Área de Conhecimento

Nesta secção há o compartilhamento de artigos, textos, opiniões e ideias sobre assuntos que envolvem a nossa sociedade como um todo de forma a permitir o desenvolvimento de uma opinião crítica principalmente sobre situações que envolvem o nosso dia a dia, não apenas como pessoas, em nossas relações mais próximas, bem como aquelas interações profissionais.

A malfadada, e injustificável, prática de não se dar retorno

Uma prática comum, aliás, cada vez mais frequente em nossos dias, e que costuma estar acompanhada por uma quantidade quase incomensurável de justificativas, talvez seja a maior herança negativa deixada pelo atual mundo corporativo que vivemos. Trata-se do famigerado hábito de não dar o retorno às pessoas que nos contatam.

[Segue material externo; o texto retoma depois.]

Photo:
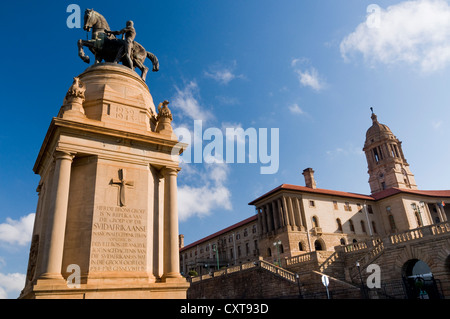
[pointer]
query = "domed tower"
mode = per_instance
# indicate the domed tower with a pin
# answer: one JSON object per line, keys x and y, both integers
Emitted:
{"x": 386, "y": 163}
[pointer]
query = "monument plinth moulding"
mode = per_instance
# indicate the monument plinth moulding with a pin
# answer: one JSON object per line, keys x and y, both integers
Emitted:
{"x": 107, "y": 195}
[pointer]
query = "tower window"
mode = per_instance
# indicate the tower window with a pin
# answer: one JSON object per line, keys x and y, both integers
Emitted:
{"x": 363, "y": 227}
{"x": 352, "y": 227}
{"x": 395, "y": 150}
{"x": 375, "y": 154}
{"x": 338, "y": 221}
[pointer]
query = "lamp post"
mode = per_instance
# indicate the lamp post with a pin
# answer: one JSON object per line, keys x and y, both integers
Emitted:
{"x": 277, "y": 244}
{"x": 417, "y": 209}
{"x": 299, "y": 289}
{"x": 360, "y": 277}
{"x": 217, "y": 254}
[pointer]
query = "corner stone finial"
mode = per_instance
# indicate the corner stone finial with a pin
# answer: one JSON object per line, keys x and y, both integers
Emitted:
{"x": 373, "y": 116}
{"x": 164, "y": 120}
{"x": 164, "y": 111}
{"x": 76, "y": 90}
{"x": 73, "y": 101}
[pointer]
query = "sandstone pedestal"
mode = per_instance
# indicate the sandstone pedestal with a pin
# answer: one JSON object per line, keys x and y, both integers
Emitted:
{"x": 107, "y": 218}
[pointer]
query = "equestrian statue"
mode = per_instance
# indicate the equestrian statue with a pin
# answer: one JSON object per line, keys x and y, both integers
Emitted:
{"x": 106, "y": 46}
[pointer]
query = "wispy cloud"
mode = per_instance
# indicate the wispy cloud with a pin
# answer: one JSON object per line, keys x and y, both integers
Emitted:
{"x": 412, "y": 32}
{"x": 349, "y": 150}
{"x": 17, "y": 232}
{"x": 295, "y": 109}
{"x": 186, "y": 100}
{"x": 205, "y": 192}
{"x": 11, "y": 285}
{"x": 223, "y": 74}
{"x": 308, "y": 76}
{"x": 203, "y": 187}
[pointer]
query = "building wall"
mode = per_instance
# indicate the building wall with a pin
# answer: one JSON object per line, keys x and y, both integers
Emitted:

Inegável o fato de um dos maiores pilares que suportam o nosso dia a dia seja o tempo, algo cada vez mais escasso, ainda mais por conta de tantas decisões que temos que tomar a todo o momento. Também creio haver consenso quanto a grande quantidade de pessoas com as quais convivemos, o que torna ainda mais complexa a gestão do nosso tempo. Enfim, ao que parece certamente temos motivos muito plausíveis, igualmente pouco confortantes para a nossa consciência, para afirmarmos as razões pela quais, muitas vezes, optamos por deixar as pessoas no chamado ‘vácuo’, que é a expressão utilizada pelas novas gerações para contextualizar aqueles que ficam sem resposta.

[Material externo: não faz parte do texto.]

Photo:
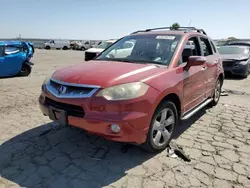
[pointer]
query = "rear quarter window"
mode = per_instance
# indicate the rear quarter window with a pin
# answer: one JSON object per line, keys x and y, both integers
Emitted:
{"x": 11, "y": 50}
{"x": 213, "y": 46}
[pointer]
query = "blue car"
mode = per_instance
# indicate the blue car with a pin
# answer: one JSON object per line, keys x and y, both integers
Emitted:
{"x": 15, "y": 58}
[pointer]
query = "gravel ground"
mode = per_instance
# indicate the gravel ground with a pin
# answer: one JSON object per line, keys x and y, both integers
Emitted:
{"x": 36, "y": 153}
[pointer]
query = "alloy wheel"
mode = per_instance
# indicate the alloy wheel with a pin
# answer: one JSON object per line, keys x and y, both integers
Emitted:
{"x": 163, "y": 127}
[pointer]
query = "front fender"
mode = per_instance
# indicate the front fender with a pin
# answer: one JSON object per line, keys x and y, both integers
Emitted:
{"x": 29, "y": 63}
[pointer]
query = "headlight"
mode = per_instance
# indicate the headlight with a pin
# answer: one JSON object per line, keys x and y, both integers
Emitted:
{"x": 46, "y": 80}
{"x": 124, "y": 91}
{"x": 243, "y": 62}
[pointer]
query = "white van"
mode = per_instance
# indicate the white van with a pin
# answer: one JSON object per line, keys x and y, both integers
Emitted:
{"x": 92, "y": 52}
{"x": 57, "y": 44}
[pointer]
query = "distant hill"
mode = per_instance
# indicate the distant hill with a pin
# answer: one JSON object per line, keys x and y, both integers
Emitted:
{"x": 39, "y": 42}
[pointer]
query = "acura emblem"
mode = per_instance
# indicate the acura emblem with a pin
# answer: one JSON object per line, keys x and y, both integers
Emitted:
{"x": 62, "y": 89}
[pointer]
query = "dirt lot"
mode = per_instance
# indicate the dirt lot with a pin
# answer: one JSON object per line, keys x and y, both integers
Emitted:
{"x": 34, "y": 153}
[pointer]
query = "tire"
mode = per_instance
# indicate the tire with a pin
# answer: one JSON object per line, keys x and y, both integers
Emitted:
{"x": 248, "y": 72}
{"x": 160, "y": 128}
{"x": 217, "y": 92}
{"x": 26, "y": 70}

Há sempre o lado que permeia a questão, que tem a ver com a razão que motivou alguém a nos contatar. Aqueles que tomam como regra básica, não retornar, assumem para si o poder de dar, ou não, a devida relevância ao contato feito, desobedecendo alguns preceitos básicos para qualquer ser humano. Ninguém pode, ou poderia, se colocar, ainda que haja pressões da sociedade no sentido contrário, acima de qualquer um, e tomar para si esta atribuição. Ainda que estejamos inseridos no mundo corporativo, se formos apenas um pouco óbvios, e entendermos que as posições que ocupamos possuem uma duração altamente temporária, isto é, estamos em determinado cargo, mas não somos donos deles, entenderíamos que ignorar ou ‘colocar em banho maria’ as mensagens, e respectivos pedidos de retorno, é uma prova de pequeneza e clara ação de auto sabotagem da qual seremos vítimas futuramente.

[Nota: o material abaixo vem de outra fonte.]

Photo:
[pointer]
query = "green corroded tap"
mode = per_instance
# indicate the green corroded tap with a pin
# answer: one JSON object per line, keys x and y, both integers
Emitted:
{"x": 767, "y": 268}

Isto me faz lembrar muito, o que acontece com os ‘calouros’ que a cada semestre começam suas vidas universitárias, e costumam ser vítimas de agressões e brincadeiras jocosas dos ‘veteranos’, que justificam seus atos, com o lacônico “eu sofri como calouro então eles terão que sofrer também”. Está inequívoca lógica, que tanto nos aproxima dos seres mais apedeutas que habitam este mundo, explica muito o quanto a nossa evolução como pessoa e profissional tem a ver com a nossa educação, aquela que recebemos de casa, a que vem junto aos valores que iremos carregar até os últimos dias de nossas vidas. Nada é mais desrespeitoso que a ‘não’ resposta, uma prova cabal da importância que dispensamos a outrem e que não gostaríamos de receber.

Ao darmos um retorno a alguém, ainda que o teor do mesmo não esteja alinhado aos desejos do emissor, sinalizamos respeito e muito mais que isso, mostramos a nós mesmos a forma como gostaríamos que todos nos tratássemos. Mas há ainda algo pior que é a segregação daqueles que foram eleitos, a serem dignos de receber os nossos retornos, aqueles que farão parte de uma garbosa lista cujo único combustível é o interesse óbvio e de curto prazo.

Certamente o tempo, ou a sua não muito adequada gestão, tem muito pouco a ver com esta prática que tem o poder de explicitar um pouco daquilo que temos de pior. A boa notícia é que dependemos apenas de nós mesmos para mudarmos isso. Basta querer.